Funding not only needs to be restored, massively increased and restructured into dedicated family violence funding, it needs to be integrated and guaranteed. We can do this when we are budgeting for military hardware or subsidising a coal mine but we cannot yet do it for the war on women that domestic violence represents. At present funding is piecemeal and fragmented across a range of agencies. It is less likely to be ongoing and it also serves to hide the real size of the emergency.

Finally, Turnbull could look to his language. As Clementine Ford points out today, the line that real men don’t abuse women is false. They do. Expecting men to somehow shame other men into being non-violent with their partners hasn’t worked.

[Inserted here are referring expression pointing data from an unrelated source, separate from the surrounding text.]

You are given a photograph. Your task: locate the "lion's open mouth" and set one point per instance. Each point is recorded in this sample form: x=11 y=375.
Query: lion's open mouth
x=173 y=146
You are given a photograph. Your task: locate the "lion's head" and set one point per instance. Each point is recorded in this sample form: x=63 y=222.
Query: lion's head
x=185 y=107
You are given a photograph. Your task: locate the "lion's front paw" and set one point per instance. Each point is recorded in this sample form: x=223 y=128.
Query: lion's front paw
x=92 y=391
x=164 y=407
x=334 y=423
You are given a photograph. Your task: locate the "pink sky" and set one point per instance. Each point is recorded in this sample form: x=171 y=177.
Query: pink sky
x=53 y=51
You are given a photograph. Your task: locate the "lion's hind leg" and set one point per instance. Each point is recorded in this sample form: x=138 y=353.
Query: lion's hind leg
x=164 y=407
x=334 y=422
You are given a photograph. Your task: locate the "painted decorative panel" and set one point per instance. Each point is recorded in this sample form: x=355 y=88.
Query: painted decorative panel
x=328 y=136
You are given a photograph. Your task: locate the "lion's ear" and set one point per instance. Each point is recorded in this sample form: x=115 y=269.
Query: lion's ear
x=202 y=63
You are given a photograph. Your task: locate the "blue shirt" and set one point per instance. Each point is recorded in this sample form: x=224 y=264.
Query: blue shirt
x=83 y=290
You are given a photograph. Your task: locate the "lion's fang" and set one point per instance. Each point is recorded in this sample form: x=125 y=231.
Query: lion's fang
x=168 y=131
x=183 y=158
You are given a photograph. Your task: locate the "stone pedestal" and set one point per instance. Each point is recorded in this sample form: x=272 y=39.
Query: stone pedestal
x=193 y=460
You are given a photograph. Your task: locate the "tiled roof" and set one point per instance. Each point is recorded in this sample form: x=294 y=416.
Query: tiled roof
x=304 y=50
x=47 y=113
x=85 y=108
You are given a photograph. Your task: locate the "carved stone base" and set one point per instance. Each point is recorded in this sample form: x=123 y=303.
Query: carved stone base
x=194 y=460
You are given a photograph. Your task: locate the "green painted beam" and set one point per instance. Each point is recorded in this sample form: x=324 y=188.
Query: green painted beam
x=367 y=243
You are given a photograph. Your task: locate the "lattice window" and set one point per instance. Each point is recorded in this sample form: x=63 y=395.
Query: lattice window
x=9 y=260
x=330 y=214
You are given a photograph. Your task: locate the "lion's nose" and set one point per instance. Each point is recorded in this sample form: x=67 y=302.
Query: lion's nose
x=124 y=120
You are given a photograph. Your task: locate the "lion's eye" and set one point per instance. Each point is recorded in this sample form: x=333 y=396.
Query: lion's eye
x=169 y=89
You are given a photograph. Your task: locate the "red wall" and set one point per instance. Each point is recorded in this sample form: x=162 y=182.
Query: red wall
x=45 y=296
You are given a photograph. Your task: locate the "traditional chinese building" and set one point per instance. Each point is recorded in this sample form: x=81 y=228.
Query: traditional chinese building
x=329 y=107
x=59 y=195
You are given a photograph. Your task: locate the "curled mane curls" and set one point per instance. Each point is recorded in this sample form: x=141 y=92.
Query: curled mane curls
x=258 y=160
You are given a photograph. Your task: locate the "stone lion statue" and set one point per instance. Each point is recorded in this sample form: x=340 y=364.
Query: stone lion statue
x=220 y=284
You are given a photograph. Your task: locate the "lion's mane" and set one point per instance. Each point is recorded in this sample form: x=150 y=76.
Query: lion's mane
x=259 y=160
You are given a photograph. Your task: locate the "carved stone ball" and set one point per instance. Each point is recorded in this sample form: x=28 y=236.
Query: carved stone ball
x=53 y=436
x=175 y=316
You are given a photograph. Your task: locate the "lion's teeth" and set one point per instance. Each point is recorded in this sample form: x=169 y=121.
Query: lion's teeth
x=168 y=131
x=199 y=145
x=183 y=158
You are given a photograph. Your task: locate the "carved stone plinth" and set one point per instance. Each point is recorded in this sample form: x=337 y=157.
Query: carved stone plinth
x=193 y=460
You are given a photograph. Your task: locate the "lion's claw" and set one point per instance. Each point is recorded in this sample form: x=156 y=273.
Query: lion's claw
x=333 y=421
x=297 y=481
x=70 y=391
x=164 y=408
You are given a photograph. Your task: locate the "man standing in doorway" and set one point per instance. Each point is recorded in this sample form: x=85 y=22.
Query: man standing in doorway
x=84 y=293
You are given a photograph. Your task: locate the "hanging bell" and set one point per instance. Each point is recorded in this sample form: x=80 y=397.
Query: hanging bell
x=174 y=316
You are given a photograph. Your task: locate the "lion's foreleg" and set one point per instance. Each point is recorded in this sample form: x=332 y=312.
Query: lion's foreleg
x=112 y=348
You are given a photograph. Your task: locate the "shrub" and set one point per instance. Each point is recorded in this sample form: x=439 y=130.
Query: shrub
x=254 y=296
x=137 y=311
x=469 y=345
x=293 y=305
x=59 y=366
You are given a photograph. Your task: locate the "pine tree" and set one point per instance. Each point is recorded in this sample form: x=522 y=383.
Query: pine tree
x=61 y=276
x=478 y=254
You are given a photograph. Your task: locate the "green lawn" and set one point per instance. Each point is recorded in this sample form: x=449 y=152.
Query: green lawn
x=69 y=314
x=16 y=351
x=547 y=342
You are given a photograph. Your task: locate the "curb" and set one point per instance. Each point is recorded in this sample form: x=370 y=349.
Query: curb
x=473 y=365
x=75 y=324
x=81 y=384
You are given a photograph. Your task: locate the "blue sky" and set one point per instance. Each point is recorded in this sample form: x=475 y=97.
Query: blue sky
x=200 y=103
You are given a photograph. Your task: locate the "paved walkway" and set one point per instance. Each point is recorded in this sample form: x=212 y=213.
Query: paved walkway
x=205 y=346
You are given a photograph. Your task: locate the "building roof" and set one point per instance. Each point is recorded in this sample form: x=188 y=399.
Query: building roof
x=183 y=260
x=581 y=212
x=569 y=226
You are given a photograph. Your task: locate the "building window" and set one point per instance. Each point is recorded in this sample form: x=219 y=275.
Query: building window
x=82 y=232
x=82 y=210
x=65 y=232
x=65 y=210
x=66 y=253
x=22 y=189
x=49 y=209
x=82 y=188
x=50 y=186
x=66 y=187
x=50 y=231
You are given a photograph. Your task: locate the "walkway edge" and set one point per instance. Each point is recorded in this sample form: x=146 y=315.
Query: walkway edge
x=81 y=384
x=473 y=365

Expecting men to improve their behaviour by dividing them into the good guys and the bad guys is wishful thinking – and counter-productive. An abuser is unlikely to give a toss if his PM calls his behaviour or even him ‘un-Australian.’ No amount of nagging appeals to masculinity however well intended are like to have any effect. For apart from the ambulance at the bottom of the cliff, ‘raft of measures’ and the ‘packages’ we hear the PM bang on about to protect women against their violent menfolk, there is a curious reluctance to address the real cause of the problem. The behaviour of men.

It is not the other bloke who is un-Australian who is to blame Mr Turnbull, it is ourselves. Men are violent. Unless we men are prepared to acknowledge our individual and collective responsibility to change our violent behaviour, our toxic relationships, women will continue to suffer our brutality. You have made a positive announcement about funding. Now take the lead in the owning and sharing of the man problem and you will have taken a significant step in the long, difficult and expensive journey to solutions. Now that would be a vote-winner.